Thanks for the article. I think that will help some. I am going to work on it some this afternoon and see what I can figure out. I have figured out one thing the guy with sureloc must be new because he knows less than I do. Told me to do something that almost broke my brand new supreme 550.


----------



## JF from VA (Dec 5, 2002)

For some additional help, go to YouTube and search on "leveling a bow sight". There are a bunch of how-to videos on doing this. If you need additional help, feel free to PM me.


----------



## WOA Archery (Aug 18, 2011)

Ok I got half of my issues fixed. I have the scope mounted to the hex tube perfectly. It is not how I was told by the sureloc guy but it looks just like the picture above. The only thing I am not sure about is if the scope is level just right on all of the axis. I guess we will see when I try to sight it in. The scope face does not look square to the arrow if that makes since but I am gonna try it and see. Thanks for the help and patience with a beginner.


----------



## SonnyThomas (Sep 10, 2006)

By your last reply...? Do you have a bow vice? 
Bow level by string level, straight up and down, bubble of scope should be in the middle.
Tilting the bow back or forward the bubble should be in the middle - 3rd axis adjustment - this make your scope look square to the arrow - provide the bow is proper set up (center shot).


----------



## WOA Archery (Aug 18, 2011)

SonnyThomas said:


> By your last reply...? Do you have a bow vice?
> Bow level by string level, straight up and down, bubble of scope should be in the middle.
> Tilting the bow back or forward the bubble should be in the middle - 3rd axis adjustment - this make your scope look square to the arrow - provide the bow is proper set up (center shot).

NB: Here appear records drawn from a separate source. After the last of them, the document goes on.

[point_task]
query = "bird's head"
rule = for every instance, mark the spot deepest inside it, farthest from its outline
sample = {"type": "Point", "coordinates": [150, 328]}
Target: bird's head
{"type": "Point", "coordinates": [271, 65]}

That is exactly the way I did it, however the scope does not look square to the arrow. I am getting a good bullet hole when I paper tune so I guess it is set up good? I am going to shoot test it some this weekend and see what it does.


----------



## JF from VA (Dec 5, 2002)

It sounds like you are on the right track. There are really three steps in leveling a scope:

1. Plumb the vertical (sight) bar. You can use a torpedo level to do this.
2. Plumb the sight block to make sure it is level as you move it up and down the sight bar. You will use the level built into the scope housing to do this.
3. Check the 3rd axis adjustment. The 3rd axis adjustment is like a gate, it adjusts the angle of the scope to the line of sight. Where this mis-alignment shows up is when you tilt you bow off level, uphill or downhill. 

If you don't have a tool like the Hamskea or some other brand to assist with 3rd axis adjustment, you can do it a couple ways:

1. Fix the bow or sight level so the bubble is in the middle. Tilt the bow or sight down or up about 30 degrees and see if the bubble moves. If it does, then you need to make an adjustment.
2. Shoot the settings in by shooting uphill or downhill and noting where the arrow impacts are compared to level ground. Then adjust 3rd axis accordingly. This is really the acid test of checking 3rd axis alignment whether you use a tool or not.


----------